Friday, April 24, 2009

Epson X-Desk: not impressed

Here is an X-Desk video. I'm completely underwhelmed. Comparing it to Microsoft Surface, the only possible advantage is that it is larger, but that may not be an advantage depending upon the specific application. In every other aspect the X-Desk (and/or its demo application) is sub-par:

  • Watch the response time as they draw the lines at the beginning. It seems quite slow, slower than Surface.

  • I guess the finger traces is meant to be the equivalent of Surface's attract application. It wouldn't attract anyone unless someone else was already using the table.

  • "Draw a circle to call up the menu." This is not discoverable, and doesn't even make sense since the menu is already on screen. Maybe there is a way to hide the menu but it isn't obvious.

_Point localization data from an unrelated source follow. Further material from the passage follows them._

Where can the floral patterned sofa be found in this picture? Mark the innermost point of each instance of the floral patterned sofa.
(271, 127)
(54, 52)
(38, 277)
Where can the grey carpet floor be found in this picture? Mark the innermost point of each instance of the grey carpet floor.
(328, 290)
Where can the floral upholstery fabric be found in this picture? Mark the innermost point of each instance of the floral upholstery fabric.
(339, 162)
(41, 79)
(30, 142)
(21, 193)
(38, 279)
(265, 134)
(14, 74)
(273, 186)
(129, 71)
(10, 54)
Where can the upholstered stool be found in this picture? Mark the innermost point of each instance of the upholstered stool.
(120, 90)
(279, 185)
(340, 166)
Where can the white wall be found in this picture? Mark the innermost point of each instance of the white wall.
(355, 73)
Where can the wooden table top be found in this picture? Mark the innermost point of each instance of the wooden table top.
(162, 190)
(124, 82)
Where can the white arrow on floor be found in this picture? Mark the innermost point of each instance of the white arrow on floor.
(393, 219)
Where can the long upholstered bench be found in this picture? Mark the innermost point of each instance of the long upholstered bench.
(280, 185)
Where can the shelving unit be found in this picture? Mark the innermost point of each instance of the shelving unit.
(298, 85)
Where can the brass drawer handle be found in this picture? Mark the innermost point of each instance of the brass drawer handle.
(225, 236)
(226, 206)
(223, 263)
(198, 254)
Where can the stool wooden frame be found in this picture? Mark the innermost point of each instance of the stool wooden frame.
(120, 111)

  • The menu only has room for four buttons. Do they plan to allow more than four apps in the application launcher?

  • Once inside an application, there are two ugly bars in the center of the long sides with a "Back" button. That takes up more space than necessary and uses prime real estate that would be better used by the actual application.

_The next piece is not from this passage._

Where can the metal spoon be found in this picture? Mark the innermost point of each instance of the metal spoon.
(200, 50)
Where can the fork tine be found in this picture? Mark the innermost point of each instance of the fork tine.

  • The applications demonstrated are bad rip-offs of Microsoft's early Surface demos from two years ago:
    • Photo viewer - just a scatterview, no pods or groups or video even

    • Phone comparison - Even copies the two phone comparison circle from the AT&T store application. When the lady moved the single phone around, the circle with text moved around in weird ways to stay out of the way. At first I thought this was a little bit neat but now that I think about it more, it's a bad idea since it doesn't consider how multiple users might be using the device at once. "Hey, I was reading that!"

    • Drinks - Very basic app, displays some frankly unimpressive eye candy and the name of your drink when you put a tagged cup on the table. Would the form factor of this table even work well in a bar or night club?


  • The IR tags have 16k possible values. This is between Microsoft's byte tag and high-res identity tag, and doesn't provide enough for many enterprise applications.

  • The whole visual experience is very basic. It is obvious that they did not have a designer work on this or have any kind of UX expert.



Perhaps what we saw was just a single demo and the menu isn't some kind of common application launcher. That's even worse, since it means Espon doesn't have any effort towards providing a uniform experience.

The Surface team should not be afraid of X-Desk at all. It makes them look like an even better value with the better user experience.